# Trait fst::Automaton
[−]
[src]

pub trait Automaton { type State; fn start(&self) -> Self::State; fn is_match(&self, state: &Self::State) -> bool; fn accept(&self, state: &Self::State, byte: u8) -> Self::State; fn can_match(&self, _state: &Self::State) -> bool { ... } fn will_always_match(&self, _state: &Self::State) -> bool { ... } fn starts_with(self) -> StartsWith<Self> where Self: Sized { ... } fn union<Rhs: Automaton>(self, rhs: Rhs) -> Union<Self, Rhs> where Self: Sized { ... } fn intersection<Rhs: Automaton>(self, rhs: Rhs) -> Intersection<Self, Rhs> where Self: Sized { ... } fn complement(self) -> Complement<Self> where Self: Sized { ... } }

Automaton describes types that behave as a finite automaton.

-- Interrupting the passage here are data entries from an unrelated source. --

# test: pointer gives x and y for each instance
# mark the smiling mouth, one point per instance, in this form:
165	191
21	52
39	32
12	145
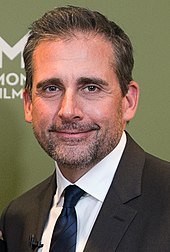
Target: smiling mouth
73	133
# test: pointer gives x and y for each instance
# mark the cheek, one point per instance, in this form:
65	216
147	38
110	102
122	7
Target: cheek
42	113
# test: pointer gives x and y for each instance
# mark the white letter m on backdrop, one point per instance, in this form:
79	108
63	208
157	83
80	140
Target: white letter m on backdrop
12	52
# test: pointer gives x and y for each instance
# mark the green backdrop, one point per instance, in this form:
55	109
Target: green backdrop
22	162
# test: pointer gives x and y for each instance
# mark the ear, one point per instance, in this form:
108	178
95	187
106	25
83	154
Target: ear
131	101
27	106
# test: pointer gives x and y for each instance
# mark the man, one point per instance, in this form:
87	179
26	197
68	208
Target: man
79	96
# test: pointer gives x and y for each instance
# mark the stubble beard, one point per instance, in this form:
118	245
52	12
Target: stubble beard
80	154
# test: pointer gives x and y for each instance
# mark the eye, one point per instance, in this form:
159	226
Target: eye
91	88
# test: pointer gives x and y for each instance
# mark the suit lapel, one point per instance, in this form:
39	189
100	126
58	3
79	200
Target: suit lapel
115	215
41	209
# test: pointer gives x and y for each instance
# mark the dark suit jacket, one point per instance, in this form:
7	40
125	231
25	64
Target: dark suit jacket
135	216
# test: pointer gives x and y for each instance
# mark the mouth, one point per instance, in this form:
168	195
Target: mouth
72	133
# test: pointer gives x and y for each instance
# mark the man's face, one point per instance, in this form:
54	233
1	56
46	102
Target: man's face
77	109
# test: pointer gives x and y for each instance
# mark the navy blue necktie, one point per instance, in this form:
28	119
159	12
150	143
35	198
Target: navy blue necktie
65	231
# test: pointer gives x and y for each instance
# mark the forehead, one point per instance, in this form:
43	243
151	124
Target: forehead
77	46
83	55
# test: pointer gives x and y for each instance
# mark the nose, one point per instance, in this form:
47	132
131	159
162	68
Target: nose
70	107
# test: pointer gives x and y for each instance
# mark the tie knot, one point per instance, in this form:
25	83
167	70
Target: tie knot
72	195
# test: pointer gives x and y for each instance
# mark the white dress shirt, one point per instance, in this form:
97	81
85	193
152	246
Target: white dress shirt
96	184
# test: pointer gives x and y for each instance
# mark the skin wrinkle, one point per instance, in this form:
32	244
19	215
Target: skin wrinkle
77	109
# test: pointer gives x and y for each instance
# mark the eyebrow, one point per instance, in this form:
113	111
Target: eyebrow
80	81
92	80
55	81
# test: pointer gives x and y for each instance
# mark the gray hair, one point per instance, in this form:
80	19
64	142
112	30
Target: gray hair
63	22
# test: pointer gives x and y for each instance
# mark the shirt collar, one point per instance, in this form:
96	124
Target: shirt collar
96	182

All implementators of this trait are represented by *byte based* automata.
Stated differently, all transitions in the automata correspond to a single
byte in the input.

This implementation choice is important for a couple reasons:

- The set of possible transitions in each node is small, which may make efficient memory usage easier.
- The finite state transducers in this crate are all byte based, so any automata used on them must also be byte based.

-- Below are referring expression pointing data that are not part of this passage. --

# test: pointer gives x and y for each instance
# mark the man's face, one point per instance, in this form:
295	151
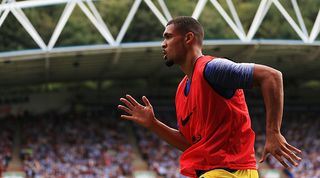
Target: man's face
173	48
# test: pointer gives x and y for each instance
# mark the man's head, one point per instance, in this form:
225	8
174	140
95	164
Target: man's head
181	35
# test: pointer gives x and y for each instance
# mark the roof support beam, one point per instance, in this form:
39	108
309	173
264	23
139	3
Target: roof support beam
62	22
24	21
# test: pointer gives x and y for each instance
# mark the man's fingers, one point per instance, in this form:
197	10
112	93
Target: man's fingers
127	103
293	148
125	109
132	100
291	154
279	158
146	101
131	118
289	158
263	157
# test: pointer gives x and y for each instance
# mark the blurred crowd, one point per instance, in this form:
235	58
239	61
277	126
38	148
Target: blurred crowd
301	129
95	144
6	142
73	145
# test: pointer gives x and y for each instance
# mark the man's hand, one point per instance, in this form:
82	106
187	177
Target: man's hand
278	147
138	113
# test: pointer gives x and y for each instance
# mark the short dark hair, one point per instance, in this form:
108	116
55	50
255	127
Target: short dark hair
185	24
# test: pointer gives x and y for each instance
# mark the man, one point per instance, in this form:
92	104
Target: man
215	132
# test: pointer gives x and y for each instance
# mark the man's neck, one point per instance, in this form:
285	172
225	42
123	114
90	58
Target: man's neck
190	61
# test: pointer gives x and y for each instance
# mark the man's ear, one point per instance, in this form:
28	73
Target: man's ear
189	37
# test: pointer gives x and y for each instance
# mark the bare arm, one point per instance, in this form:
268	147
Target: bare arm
144	115
271	84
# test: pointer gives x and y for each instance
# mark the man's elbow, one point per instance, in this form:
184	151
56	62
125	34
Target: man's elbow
264	75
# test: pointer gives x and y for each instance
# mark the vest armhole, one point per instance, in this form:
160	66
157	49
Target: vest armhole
215	88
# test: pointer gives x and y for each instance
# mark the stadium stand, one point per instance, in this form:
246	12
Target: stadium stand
6	143
97	144
73	145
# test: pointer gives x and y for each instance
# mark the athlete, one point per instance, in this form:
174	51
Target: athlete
215	132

In practice, this does present somewhat of a problem, for example, if
you're storing UTF-8 encoded strings in a finite state transducer. Consider
using a `Levenshtein`

automaton, which accepts a query string and an edit
distance. The edit distance should apply to some notion of *character*,
which could be represented by at least 1-4 bytes in a UTF-8 encoding (for
some definition of "character"). Therefore, the automaton must have UTF-8
decoding built into it. This can be tricky to implement, so you may find
the `utf8-ranges`

crate useful.

## Associated Types

`type State`

The type of the state used in the automaton.

## Required Methods

`fn start(&self) -> Self::State`

Returns a single start state for this automaton.

This method should always return the same value for each implementation.

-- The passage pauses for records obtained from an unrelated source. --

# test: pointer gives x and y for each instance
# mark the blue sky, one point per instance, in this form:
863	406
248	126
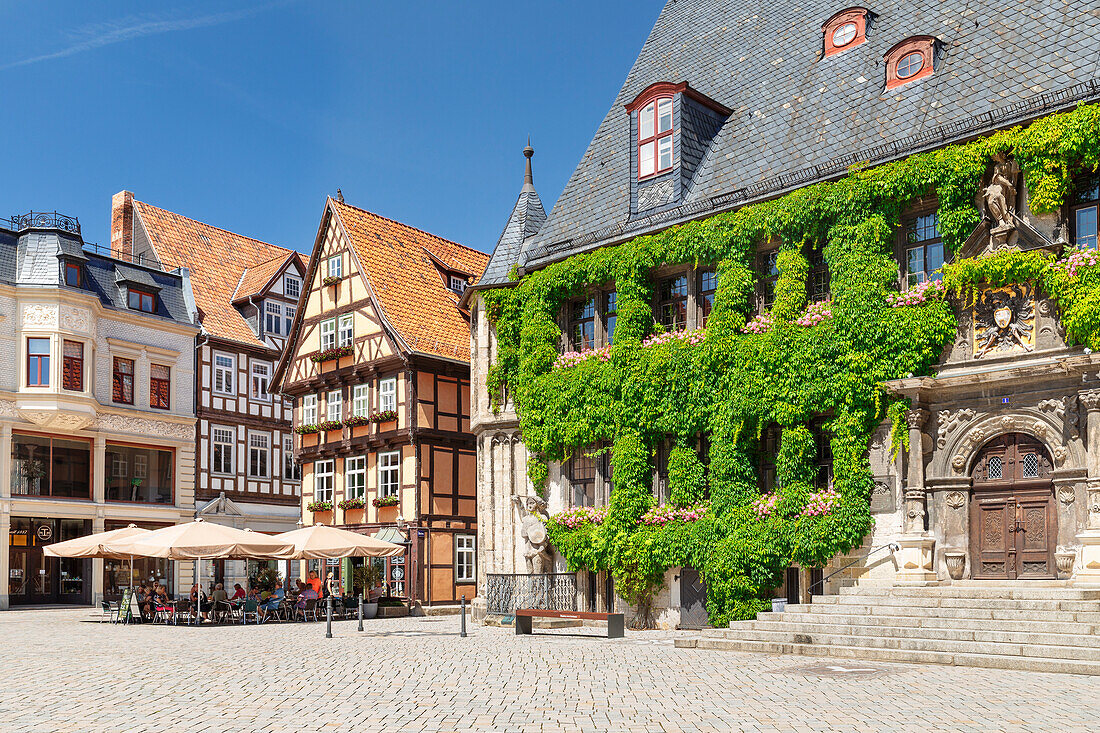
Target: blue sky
246	113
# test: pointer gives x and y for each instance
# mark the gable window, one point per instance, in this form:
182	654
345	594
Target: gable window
73	365
322	481
924	250
308	409
355	477
273	323
328	335
160	385
707	285
292	286
334	266
122	381
224	368
37	362
672	306
655	138
387	394
139	299
261	374
73	274
292	469
221	453
389	473
259	455
347	330
582	326
1084	218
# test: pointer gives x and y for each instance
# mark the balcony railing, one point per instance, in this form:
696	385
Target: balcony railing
552	591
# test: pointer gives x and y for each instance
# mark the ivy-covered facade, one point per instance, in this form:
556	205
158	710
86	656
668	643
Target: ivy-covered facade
732	387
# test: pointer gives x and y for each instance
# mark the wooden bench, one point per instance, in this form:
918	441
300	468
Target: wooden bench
524	616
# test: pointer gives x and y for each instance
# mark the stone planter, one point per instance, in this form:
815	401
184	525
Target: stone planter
956	564
1064	560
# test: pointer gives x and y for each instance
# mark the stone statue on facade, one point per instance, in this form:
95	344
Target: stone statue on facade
534	531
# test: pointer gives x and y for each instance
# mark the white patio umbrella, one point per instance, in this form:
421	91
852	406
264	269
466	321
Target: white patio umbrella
200	540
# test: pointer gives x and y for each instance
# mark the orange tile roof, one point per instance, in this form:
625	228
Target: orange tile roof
408	285
217	260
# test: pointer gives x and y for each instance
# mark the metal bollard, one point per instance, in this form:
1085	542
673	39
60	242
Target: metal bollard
328	619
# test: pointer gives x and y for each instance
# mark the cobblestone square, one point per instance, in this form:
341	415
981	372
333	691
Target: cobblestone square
67	674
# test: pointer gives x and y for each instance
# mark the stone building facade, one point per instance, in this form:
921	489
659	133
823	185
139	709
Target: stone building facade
1001	477
97	417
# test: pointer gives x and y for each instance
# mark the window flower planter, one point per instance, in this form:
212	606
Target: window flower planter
329	354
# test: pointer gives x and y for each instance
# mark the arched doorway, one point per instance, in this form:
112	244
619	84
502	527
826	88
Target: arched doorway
1012	514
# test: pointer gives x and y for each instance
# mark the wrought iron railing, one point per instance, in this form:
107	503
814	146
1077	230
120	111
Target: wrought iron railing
552	591
45	220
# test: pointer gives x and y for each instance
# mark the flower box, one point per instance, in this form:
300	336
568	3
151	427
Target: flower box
329	354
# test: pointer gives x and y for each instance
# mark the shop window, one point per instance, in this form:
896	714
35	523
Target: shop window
37	362
139	474
43	466
924	250
160	386
73	365
672	303
1084	216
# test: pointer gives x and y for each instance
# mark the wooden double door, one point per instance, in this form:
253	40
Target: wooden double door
1013	526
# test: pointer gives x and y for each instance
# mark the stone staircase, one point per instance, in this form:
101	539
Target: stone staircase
1033	625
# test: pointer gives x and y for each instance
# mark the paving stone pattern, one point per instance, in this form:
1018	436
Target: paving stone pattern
64	674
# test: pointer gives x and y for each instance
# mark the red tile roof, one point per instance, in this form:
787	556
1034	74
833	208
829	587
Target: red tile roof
220	262
397	262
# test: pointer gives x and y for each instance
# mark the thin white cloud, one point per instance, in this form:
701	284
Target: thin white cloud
128	29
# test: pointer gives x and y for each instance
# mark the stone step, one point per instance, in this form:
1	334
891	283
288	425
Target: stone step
1041	623
939	612
947	646
843	652
949	634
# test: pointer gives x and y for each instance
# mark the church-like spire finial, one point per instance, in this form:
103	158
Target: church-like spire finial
528	152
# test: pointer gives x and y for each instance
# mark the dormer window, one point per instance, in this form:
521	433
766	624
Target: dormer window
911	59
846	30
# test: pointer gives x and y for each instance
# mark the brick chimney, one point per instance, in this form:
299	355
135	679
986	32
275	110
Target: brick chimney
122	225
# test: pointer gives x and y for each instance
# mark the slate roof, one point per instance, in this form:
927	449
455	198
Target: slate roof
793	110
397	262
217	260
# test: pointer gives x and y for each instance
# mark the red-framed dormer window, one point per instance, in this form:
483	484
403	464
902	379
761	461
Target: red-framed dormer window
846	30
911	59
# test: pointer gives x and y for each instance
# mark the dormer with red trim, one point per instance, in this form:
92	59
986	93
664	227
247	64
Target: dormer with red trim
671	129
846	30
911	59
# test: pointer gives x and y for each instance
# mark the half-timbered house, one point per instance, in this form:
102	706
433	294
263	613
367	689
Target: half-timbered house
244	295
378	368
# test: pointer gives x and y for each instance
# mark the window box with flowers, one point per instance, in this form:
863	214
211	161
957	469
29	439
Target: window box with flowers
329	354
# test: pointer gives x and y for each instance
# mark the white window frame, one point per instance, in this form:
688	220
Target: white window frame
323	472
345	332
273	316
308	413
387	394
260	444
355	477
361	401
266	375
228	374
328	329
227	440
333	405
389	473
465	558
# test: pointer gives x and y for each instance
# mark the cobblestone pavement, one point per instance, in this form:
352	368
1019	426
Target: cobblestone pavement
64	674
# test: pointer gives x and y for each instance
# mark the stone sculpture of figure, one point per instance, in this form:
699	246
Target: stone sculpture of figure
534	531
1000	195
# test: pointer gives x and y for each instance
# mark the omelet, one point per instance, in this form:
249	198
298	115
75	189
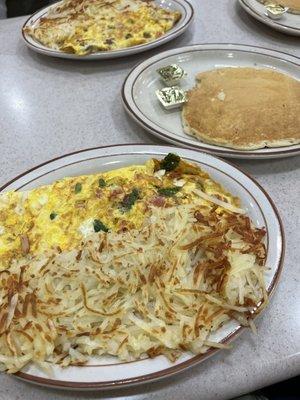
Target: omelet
59	216
89	26
137	262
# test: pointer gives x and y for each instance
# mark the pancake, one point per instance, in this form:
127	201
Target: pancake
244	108
294	5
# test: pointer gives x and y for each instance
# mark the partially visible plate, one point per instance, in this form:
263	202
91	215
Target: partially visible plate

`fn is_match(&self, state: &Self::State) -> bool`

Returns true if and only if `state`

is a match state.

`fn accept(&self, state: &Self::State, byte: u8) -> Self::State`

Return the next state given `state`

and an input.

## Provided Methods

`fn can_match(&self, _state: &Self::State) -> bool`

Returns true if and only if `state`

can lead to a match in zero or more
steps.

If this returns `false`

, then no sequence of inputs from this state
should ever produce a match. If this does not follow, then those match
states may never be reached. In other words, behavior may be incorrect.

If this returns `true`

even when no match is possible, then behavior
will be correct, but callers may be forced to do additional work.

`fn will_always_match(&self, _state: &Self::State) -> bool`

Returns true if and only if `state`

matches and must match no matter what
steps are taken.

If this returns `true`

, then every sequence of inputs from this state
produces a match. If this does not follow, then those match states may
never be reached. In other words, behavior may be incorrect.

If this returns `false`

even when every sequence of inputs will lead to
a match, then behavior will be correct, but callers may be forced to do
additional work.

`fn starts_with(self) -> StartsWith<Self> where Self: Sized`

Returns an automaton that matches the strings that start with something this automaton matches.

`fn union<Rhs: Automaton>(self, rhs: Rhs) -> Union<Self, Rhs> where Self: Sized`

Returns an automaton that matches the strings matched by either this or the other automaton.

`fn intersection<Rhs: Automaton>(self, rhs: Rhs) -> Intersection<Self, Rhs> where Self: Sized`

Returns an automaton that matches the strings matched by both this and the other automaton.

`fn complement(self) -> Complement<Self> where Self: Sized`

Returns an automaton that matches the strings not matched by this automaton.

## Implementors

`impl<'a, T: Automaton> Automaton for &'a T`

`impl Automaton for Levenshtein`

`impl Automaton for Regex`